The Pension Protection Fund pays compensation to members of occupational pension schemes when the sponsoring employer can no longer support the scheme.
Scheme members who have not reached pension age generally receive compensation of 90% of their promised benefit from the PPF.
However there is an overall cap on the level of compensation that can mean that members with high earnings and long service can receive a much lower initial percentage of their promised benefit.
Pension increases throughout retirement are also capped by the PPF which further reduces the overall level of compensation payable.
The case of Grenville Hampshire v The Board of the Pension Protection Fund was referred to the ECJ by the Court of Appeal.
The Advocate General had previously advised that it is unlawful for an individual to receive less than 50% of the value of their accrued pension benefits and that the value of inflation increases must be reflected in any assessment of the level of compensation provided.

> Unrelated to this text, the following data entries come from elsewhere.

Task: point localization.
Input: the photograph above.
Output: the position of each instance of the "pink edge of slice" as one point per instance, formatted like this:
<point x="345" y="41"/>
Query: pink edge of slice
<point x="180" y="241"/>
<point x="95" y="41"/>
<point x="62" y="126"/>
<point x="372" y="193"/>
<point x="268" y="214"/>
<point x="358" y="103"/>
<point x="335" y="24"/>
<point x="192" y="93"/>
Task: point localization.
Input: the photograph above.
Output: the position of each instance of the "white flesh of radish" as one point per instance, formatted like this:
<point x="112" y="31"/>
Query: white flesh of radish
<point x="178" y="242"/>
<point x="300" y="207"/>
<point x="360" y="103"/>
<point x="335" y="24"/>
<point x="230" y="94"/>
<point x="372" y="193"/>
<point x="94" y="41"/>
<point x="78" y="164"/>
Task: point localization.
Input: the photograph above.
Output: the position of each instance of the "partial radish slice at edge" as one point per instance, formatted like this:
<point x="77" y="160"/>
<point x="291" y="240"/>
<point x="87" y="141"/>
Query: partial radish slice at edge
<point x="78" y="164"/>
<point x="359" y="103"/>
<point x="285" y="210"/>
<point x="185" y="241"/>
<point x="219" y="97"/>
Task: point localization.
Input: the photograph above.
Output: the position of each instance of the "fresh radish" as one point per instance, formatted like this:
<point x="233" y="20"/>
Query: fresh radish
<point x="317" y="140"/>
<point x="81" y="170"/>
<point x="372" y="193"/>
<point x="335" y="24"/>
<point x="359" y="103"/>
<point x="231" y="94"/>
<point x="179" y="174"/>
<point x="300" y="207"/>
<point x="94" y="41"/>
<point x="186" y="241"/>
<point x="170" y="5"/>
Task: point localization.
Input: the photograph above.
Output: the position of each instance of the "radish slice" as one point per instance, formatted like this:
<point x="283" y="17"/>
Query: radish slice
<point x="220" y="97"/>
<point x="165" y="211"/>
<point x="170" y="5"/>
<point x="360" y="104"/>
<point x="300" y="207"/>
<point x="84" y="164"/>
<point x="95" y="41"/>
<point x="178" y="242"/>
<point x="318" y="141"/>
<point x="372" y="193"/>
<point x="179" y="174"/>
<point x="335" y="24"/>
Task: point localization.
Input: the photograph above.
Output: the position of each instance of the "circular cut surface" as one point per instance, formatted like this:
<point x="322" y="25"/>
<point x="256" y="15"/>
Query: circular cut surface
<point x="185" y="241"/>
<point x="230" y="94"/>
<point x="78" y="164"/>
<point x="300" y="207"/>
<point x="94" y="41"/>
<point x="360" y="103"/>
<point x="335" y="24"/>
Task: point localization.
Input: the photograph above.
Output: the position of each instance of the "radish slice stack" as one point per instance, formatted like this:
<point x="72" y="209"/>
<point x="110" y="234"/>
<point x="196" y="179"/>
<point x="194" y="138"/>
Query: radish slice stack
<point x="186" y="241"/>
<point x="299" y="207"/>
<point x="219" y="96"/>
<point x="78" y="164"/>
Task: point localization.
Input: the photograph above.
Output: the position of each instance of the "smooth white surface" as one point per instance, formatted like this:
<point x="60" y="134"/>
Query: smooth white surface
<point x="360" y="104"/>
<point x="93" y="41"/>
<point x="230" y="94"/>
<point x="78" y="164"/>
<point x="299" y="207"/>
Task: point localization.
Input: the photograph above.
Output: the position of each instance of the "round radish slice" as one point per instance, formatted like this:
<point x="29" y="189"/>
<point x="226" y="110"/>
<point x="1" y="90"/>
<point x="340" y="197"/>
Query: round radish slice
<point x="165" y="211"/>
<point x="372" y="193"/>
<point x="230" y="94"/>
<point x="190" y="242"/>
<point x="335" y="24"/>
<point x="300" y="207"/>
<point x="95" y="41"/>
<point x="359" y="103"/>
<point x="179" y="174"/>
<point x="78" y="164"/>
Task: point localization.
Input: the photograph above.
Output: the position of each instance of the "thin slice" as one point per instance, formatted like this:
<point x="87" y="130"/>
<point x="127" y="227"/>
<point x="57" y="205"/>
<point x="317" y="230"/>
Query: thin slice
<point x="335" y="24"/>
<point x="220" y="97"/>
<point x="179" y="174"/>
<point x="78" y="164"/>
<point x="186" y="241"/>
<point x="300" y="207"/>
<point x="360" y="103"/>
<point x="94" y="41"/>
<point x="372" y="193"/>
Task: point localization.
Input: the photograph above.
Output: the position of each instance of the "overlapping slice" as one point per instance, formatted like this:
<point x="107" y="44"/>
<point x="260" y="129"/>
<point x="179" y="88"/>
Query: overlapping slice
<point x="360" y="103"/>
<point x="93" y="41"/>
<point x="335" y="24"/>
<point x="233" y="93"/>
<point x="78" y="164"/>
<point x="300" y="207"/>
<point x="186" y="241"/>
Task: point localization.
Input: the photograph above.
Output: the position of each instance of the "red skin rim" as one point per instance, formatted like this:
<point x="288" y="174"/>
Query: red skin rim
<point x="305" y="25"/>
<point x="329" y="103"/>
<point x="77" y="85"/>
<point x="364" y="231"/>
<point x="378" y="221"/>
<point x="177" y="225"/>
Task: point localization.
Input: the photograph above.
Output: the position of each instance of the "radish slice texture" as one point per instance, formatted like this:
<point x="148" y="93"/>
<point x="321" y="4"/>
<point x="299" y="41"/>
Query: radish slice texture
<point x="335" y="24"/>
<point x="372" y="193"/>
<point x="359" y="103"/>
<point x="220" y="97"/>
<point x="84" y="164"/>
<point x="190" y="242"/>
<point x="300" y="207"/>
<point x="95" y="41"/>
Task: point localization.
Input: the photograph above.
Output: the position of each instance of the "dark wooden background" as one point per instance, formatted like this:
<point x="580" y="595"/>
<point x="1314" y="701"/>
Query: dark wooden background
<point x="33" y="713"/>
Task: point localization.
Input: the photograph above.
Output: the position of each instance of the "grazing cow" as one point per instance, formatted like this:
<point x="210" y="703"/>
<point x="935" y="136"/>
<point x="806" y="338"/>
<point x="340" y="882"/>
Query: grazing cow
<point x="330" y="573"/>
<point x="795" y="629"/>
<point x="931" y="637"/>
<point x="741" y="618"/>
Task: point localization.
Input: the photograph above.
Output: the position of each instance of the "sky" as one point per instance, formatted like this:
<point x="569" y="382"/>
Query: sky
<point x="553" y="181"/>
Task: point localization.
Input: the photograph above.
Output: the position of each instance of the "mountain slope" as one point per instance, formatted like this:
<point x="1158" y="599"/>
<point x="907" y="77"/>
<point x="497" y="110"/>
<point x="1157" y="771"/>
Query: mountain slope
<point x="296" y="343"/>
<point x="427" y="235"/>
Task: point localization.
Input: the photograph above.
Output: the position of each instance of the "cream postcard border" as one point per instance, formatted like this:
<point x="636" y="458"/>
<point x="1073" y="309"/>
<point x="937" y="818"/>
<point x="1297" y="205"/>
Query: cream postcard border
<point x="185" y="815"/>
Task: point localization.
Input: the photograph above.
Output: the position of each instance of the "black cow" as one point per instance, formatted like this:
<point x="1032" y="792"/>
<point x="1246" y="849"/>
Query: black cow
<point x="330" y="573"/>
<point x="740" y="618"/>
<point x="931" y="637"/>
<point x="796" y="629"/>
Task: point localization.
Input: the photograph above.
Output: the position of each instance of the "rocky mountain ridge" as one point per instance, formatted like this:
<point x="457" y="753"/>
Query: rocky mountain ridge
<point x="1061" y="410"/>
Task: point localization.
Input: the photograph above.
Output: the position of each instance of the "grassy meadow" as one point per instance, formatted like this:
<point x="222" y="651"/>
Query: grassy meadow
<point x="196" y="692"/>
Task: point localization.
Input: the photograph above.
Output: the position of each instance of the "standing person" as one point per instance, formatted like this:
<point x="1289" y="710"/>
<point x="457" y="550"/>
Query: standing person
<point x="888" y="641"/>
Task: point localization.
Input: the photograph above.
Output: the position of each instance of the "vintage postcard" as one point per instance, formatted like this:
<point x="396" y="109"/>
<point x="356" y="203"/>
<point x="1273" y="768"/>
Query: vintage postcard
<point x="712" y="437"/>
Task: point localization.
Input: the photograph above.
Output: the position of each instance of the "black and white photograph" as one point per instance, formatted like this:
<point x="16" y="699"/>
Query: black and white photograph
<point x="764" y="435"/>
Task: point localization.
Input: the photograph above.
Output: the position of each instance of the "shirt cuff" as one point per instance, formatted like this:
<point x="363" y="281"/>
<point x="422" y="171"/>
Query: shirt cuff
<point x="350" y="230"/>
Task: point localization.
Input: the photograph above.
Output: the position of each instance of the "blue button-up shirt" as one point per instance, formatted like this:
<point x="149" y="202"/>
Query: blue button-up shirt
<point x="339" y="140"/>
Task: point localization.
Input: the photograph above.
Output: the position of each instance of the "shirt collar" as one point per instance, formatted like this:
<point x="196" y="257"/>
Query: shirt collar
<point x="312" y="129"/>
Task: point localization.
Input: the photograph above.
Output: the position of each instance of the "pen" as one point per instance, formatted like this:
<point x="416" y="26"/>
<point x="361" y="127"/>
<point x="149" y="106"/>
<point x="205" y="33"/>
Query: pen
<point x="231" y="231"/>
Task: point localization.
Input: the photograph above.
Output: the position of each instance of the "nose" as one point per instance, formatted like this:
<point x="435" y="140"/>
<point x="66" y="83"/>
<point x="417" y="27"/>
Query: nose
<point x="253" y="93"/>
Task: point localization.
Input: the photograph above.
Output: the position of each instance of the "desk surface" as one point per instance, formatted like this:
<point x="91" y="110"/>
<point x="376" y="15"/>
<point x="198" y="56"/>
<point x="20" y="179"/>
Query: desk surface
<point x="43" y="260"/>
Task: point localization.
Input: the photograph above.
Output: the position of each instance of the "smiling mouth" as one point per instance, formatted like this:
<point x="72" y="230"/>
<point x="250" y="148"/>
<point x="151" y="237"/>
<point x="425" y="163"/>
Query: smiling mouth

The case will now be referred back to the Court of Appeal but the PPF has announced that it will work to implement the judgment for members it considers to be affected as quickly as possible.
The numbers the PPF considers to be affected by the judgment represent a very small percentage of members.
Government and the PPF will consider the ECJ ruling and the final outcome of the case of Grenville Hampshire v The Board of the Pension Protection Fund before deciding whether legislation and/or PPF rules need to be amended.
Many Prospect members, including some who previously worked for Carillion and AEAT, are receiving compensation from the PPF but only a tiny minority will be covered by this ruling.
Prospect pension officer Neil Walsh said: “This ruling is welcome news for those who will be impacted by it. It is reassuring that the ECJ has interpreted the relevant European Directive to mean that every individual must receive at least 50% of the value of their accrued pension benefits.
“The immediate impact of the judgment might be fairly limited but it could prompt the Court of Appeal and others to look at the compensation rules more broadly.”